Initially, this meant showing off his “powerful pickup truck” to foreign reporters.
Amber Resner, a professor at the University of Tennessee and an expert on Carter’s campaigns, said some in the national media looked down on the Carters as rural Americans unworthy of the White House. Some reporters indulged in snobbery by covering Billy Carter while avoiding direct attacks on his brother, a Naval Academy graduate and engineer by training.
The younger Carter earned his image by signing with “Billy Beer.” News sources at the time reported that he received $50,000 in annual royalties from one brewer. Today, that would be about $240,000 when measured by consumer price index inflation. The president’s annual salary at that time was $200,000.
The beer deal, however, was mostly an eccentricity, as was the Lillian Carter joke.
More seriously, the president’s brother received a $220,000 loan from the Libyan government, prompting one of several IRS and government investigations into Carter’s activities as an apparent middleman between American and Libyan oil interests. A Senate committee found that Billy Carter never influenced American politics, effectively clearing the president of any wrongdoing. But the drama was another devastating blow before Carter’s 1980 defeat.
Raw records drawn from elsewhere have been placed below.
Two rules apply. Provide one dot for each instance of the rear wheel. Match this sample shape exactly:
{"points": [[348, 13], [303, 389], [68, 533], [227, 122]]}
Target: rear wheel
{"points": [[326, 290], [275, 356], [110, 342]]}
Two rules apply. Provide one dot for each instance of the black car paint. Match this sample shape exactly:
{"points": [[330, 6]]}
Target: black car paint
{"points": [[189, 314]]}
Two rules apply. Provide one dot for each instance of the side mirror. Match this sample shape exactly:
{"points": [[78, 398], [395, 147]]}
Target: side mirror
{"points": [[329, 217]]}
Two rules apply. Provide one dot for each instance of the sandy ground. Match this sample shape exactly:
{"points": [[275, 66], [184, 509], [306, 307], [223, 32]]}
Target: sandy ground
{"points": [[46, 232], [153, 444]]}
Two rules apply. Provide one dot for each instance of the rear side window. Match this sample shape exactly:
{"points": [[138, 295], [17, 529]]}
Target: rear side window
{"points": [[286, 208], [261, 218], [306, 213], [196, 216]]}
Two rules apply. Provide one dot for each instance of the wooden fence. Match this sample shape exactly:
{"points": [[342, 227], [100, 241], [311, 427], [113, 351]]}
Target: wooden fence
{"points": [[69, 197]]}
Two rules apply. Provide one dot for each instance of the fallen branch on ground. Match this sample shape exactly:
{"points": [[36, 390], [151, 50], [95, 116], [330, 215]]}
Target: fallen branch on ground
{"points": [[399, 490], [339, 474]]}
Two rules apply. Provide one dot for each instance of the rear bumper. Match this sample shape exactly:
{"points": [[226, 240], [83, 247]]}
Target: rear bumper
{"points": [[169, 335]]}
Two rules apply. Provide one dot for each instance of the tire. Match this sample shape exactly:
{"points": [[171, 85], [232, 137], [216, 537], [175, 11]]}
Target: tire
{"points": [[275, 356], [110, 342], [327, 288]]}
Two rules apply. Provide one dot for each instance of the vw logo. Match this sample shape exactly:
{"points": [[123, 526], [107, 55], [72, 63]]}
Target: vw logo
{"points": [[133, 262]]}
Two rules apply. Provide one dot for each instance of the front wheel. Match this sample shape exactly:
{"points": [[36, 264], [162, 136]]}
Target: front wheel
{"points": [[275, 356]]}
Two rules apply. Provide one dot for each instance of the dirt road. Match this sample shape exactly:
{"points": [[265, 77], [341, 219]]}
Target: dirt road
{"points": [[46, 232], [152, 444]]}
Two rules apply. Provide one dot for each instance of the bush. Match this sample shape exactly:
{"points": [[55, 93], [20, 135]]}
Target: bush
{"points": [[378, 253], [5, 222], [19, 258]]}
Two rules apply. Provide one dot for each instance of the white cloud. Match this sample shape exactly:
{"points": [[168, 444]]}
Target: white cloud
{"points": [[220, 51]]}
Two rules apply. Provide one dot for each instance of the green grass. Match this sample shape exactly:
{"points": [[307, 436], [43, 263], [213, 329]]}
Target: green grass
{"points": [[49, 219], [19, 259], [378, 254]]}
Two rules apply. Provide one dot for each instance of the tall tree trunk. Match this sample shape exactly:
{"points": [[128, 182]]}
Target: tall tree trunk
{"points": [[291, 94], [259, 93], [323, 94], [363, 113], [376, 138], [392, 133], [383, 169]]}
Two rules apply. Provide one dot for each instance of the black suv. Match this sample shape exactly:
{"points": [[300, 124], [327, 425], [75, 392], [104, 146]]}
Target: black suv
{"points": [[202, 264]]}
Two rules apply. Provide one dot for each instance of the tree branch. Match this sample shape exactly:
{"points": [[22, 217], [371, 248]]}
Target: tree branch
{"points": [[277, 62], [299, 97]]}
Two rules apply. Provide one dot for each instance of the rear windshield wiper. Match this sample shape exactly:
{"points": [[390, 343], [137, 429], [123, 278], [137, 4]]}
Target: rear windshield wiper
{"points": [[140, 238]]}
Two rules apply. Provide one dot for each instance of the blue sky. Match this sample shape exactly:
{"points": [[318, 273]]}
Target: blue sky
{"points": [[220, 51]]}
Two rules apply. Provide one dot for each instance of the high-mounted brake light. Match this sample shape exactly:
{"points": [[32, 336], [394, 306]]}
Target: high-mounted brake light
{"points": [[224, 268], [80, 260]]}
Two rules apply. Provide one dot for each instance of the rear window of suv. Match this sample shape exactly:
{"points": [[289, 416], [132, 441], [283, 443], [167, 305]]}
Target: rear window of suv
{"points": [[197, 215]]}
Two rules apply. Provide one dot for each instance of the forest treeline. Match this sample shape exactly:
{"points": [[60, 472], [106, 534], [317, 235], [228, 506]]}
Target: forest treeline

After returning to Georgia, Jimmy and Rosalyn Carter built the Carter Center in Atlanta, staffed not by the “Peanut Brigade” but by policy experts promoting their international diplomatic and public health missions. In Plains, they became members of the Maranatha Baptist Church, teaching Sunday school to fill the crowd until recent health issues and the COVID-19 pandemic.
Lillian Carter died in 1983, less than three years after her son left the presidency. Billy Carter died in 1988.
While they avoided dynastic tendencies, Jimmy Carter passed on some of the family business. Eldest son Jack unsuccessfully ran for the US Senate in Nevada in 2006. Grandson Jason served in the Georgia State Senate, as did his grandfather, and lost the 2014 gubernatorial election.
Jason Carter now chairs the board of the Carter Center, but only after his grandparents finally retired in their 90s.
“He wanted to be able to see and experience the transition for the Carter Center without him,” the younger Carter said in September, adding that he “would be shocked if I ever ran for office again.”
Billie’s daughter, meanwhile, inherited the church pulpit. She taught again on Sunday, at one point emphasizing her uncle’s individual faith journey.
“Every breath he takes, he must. Every step he takes, he has to take,” she said. “And once. . . he is going to meet Christ, and he knows it. He knows it. And it’s hard for us. But he is not. His heart is not heavy.”